Entschenkopf – Winter ade und letzte Skitour?
Mächtige Wechte am Entschenkopf mit den typischen Strukturen von Sommerschnee an allen Seiten...

Wann ist der Winter für einen Skitourengänger vorbei? Eine rhetorische Frage, denn die Antwort wird von Mensch zu Mensch unterschiedlich ausfallen. Der eine räumt seine Skitourenausrüstung schon im April in den Keller, während andere noch weitere zwei Monate durch die Alpen ziehen. In diesem Jahr gibt es in hohen Lagen noch sehr viel Schnee. Das kommt all jenen zu Gute, die bereit sind, auch längere Tragestrecken, zum Beispiel beim Zustieg auf eine Alpenvereinshütte, oder eine Anreise mit dem Fahrrad in Kauf zu nehmen, um in den letzten Winkel eines Tales zu gelangen. Im Allgäu gibt es zwei klassische Frühjahrestouren für die, die mit dem Rad zum, oder nahe an den Ausgangspunkt zu fahren bereit sind: im Hintersteiner Tal der Große Wilde als Skitour in meiner Beschreibung, der Große Wilde als Skitour in der Beschreibung von Kristian Rath, und der Entschenkopf im Rettenschwanger Tal. Beide Gipfel liegen ganz am Ende des Tales und bieten nordseitige, bzw. ostseitige Hänge, in denen sich der Schnee lange hält.

Bike+Ski zum Entschenkopf
Ein freundlicher Abschleppdienst, mit kräftigem Treten meinerseits. (Bild: Mario)

Wann also ist der Winter im Allgäu für einen Skitourengänger vorbei? Wenn der Kratzer seine Rippen zeigt, oder vielleicht dann, wenn den Entschenkopf mehr Wanderer als Skitourengänger besteigen? So war es wohl am 19. Mai dieses Jahr. Vier Leute mit Ski und mindestens so viele Wanderer waren es. Schon die Anreise mit dem Fahrrad bis zur Hinteren Alpe Entschen ist weit und beschwerlich, wenn man nicht mit einem E-Bike unterwegs ist. Ich hatte Glück, weil mich zwei Freunde mit dem Elektrorad abwechselnd an der Leine zogen. Schon erstaunlich, was die E-Motoren der Räder heute leisten können. Aber ich kam auch so ganz schön ins Schwitzen. Das Fahren mit Skischuhen auf meinem alten Drahtesel ist gewöhnungsbedürftig, geht aber erstaunlich gut.

Feiner Firn zum Abfahren
Doch noch feines Wetter und feiner Firn bei der Abfahrt vom Entschenkopf…

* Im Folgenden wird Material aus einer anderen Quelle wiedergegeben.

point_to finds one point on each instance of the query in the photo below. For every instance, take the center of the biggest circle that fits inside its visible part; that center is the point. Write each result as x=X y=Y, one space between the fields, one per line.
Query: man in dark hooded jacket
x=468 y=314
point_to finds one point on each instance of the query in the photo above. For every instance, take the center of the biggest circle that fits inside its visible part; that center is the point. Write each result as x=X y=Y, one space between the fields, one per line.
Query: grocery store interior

Wir sind nicht die einzigen auf dem Weg zum Entschenkopf…

Ein weiteres Rad stand schon an der Alpe auf etwa 1450 Metern Höhe. Der Himmel war bewölkt, und die Sonne nicht in Sicht. Höhere Gipfel waren in Wolken. Seit die beiden Freunde die Tour auf den Entschenkopf vor drei Wochen gegangen waren, war viel Schnee geschmolzen. Nur noch unterhalb des Nebelhorns gab es eine zusammenhängende Schneedecke, bevor wir höhere Lagen erreichten. So holten wir in einem weiten Bogen aus, und steuerten in etwa an Punkt 1790 vorbei auf den Gipfelhang zu. Zuvor fuhr die Skitourengängerin, der wohl das Rad an der Alpe gehörte, wortlos an uns mit schönen Schwüngen auf dem Firn oder Sommerschnee vorbei. Ich empfinde immer Neugier, wer da bei diesem Wetter, im Mai, wenn es im Tal schon Sommer ist, noch auf Skitour geht, noch dazu bei einer solch beschwerlichen Anreise. Quasi „Verrückte“ unter sich, oder Menschen, die ähnlich ticken. Aber zu einem kurzen Austausch kam es nicht.

So gingen wir weiter, links vorbei an Punkt 1861 und auf den Gipfelhang zu. Von den großen Wechten am Grat oben war nur noch wenig zu sehen, und der Aufstieg bis zum Skidepot nicht mehr weit. Die Sonne aber blieb weiterhin verborgen hinter den Wolken. Oben auf dem Grat zeigte sich der Rest der Wechten dann doch noch erstaunlich groß und wir schätzten das Volumen des größeren Teiles auf etwa 100 m³. Das ist ein schweres Gewicht, und lässt erahnen, warum an Graten an der windabgewandten Seite oft große Brocken Erde mit der Vegetation heraus gebrochen werden.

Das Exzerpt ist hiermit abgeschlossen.